Thermoregulatory and metabolic defects in Huntington's disease transgenic mice implicate PGC-1α in Huntington's disease neurodegeneration

Summary Huntington's disease (HD) is a fatal, dominantly inherited disorder caused by polyglutamine repeat expansion in the huntingtin (htt) gene. Here, we observe that HD mice develop hypothermia associated with impaired activation of brown adipose tissue (BAT). Although sympathetic stimulation of PPARγ coactivator 1α (PGC-1α) was intact in BAT of HD mice, uncoupling protein 1 (UCP-1) induction was blunted. In cultured cells, expression of mutant htt suppressed UCP-1 promoter activity; this was reversed by PGC-1α expression.
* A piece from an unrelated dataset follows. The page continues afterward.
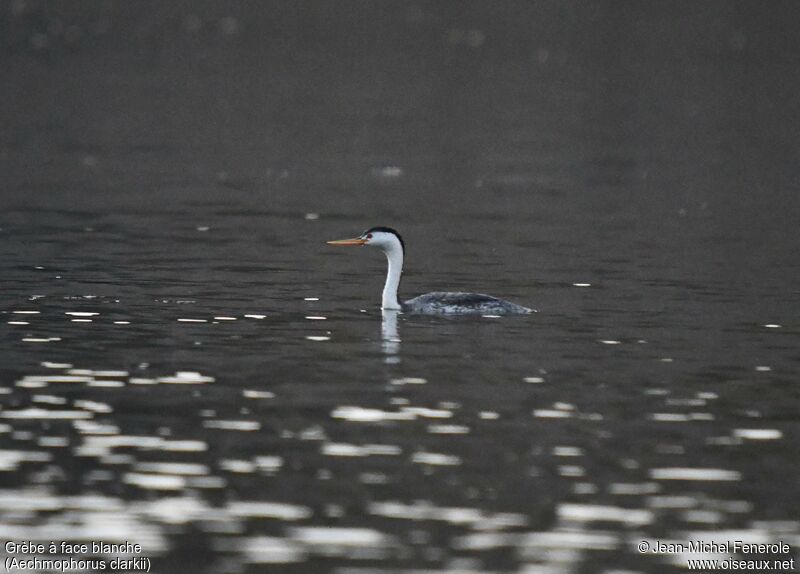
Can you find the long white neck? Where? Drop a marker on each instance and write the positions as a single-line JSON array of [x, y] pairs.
[[394, 255]]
HD mice showed reduced food intake and increased energy expenditure, with dysfunctional BAT mitochondria. PGC-1α is a known regulator of mitochondrial function; here, we document reduced expression of PGC-1α target genes in HD patient and mouse striatum. Mitochondria of HD mouse brain show reduced oxygen consumption rates. Finally, HD striatal neurons expressing exogenous PGC-1α were resistant to 3-nitropropionic acid treatment. Altered PGC-1α function may thus link transcription dysregulation and mitochondrial dysfunction in HD.